Cox proportional hazards model.

^‡

Adjusted by age, hypertension, global area covered by drusen, focal hyperpigmentation, and retinal pigment epithelium depigmentation.

^§

Also adjusted by the assigned treatment.

Kaplan-Meier curves for the risk of Geographic Atrophy (GA) in observed eyes by quartiles of night vision score from the 10-item night vision questionnaire (NVQ-10).

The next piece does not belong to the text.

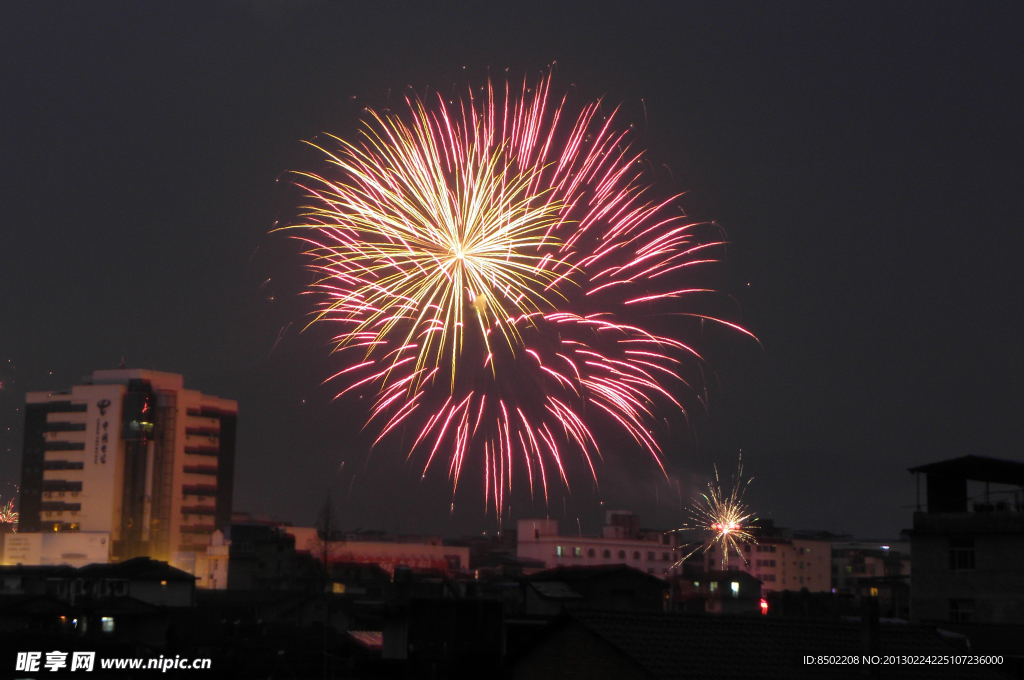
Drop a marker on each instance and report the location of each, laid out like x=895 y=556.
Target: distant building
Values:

The incidence of GA is significantly different among 4 quartiles of night vision score (p=0.0005).

DISCUSSION

The data from CAPT show that many patients with multiple large drusen bilaterally and good visual acuity (≥ 20/40) have reported night vision symptoms, and more night vision symptoms are associated with increased risk of developing loss in visual acuity, CNV, and GA. Furthermore, the associations are independent of other risk factors including participant and ocular characteristics. These findings are consistent with the biological and psychophysical findings that rod photoreceptor degeneration precedes cone degeneration in early AMD,¹¹^,¹⁵^,¹⁸^,¹⁹^,²¹^,³²^–³⁴ and rod dysfunction may contribute to the later degeneration of cones because of their inter-dependence.²^,²²^,²³ The predictive value of night vision symptoms on late AMD development is in agreement with the findings from a study by Sunness et al on a small group of patients with drusen, in which the degree of loss of foveal dark-adapted sensitivity at baseline predicted the development of advanced AMD with 100% sensitivity and 92% specificity.³⁵

Results from previous studies have established several risk factors for progression to CNV and GA.¹ The risk factors identified within the CAPT data were consistent with previous findings for increased risk with the personal characteristics of advanced age, current cigarette smoking, hypertension and the ocular characteristics of drusen area, focal hyperpigmentation and RPE depigmentation.³⁰ The results of the analyses presented in this paper support night vision symptoms as a novel risk factor of vision loss and development of CNV and GA. It is interesting to note that the association of CNV and GA with night vision symptoms seems different. As shown in Figure 3, the risk of CNV in the 4^th quartile is much lower than that from the first 3 quartiles, and the risk of CNV in the first three quartiles does not show dose-response pattern; while the risk of GA in the 3^rd and 4^th quartile is similar, which is much lower than that in the 1^st and 2^nd quartiles (Figure 4). These results imply that the CNV and GA may arise from two different disease physiological processes.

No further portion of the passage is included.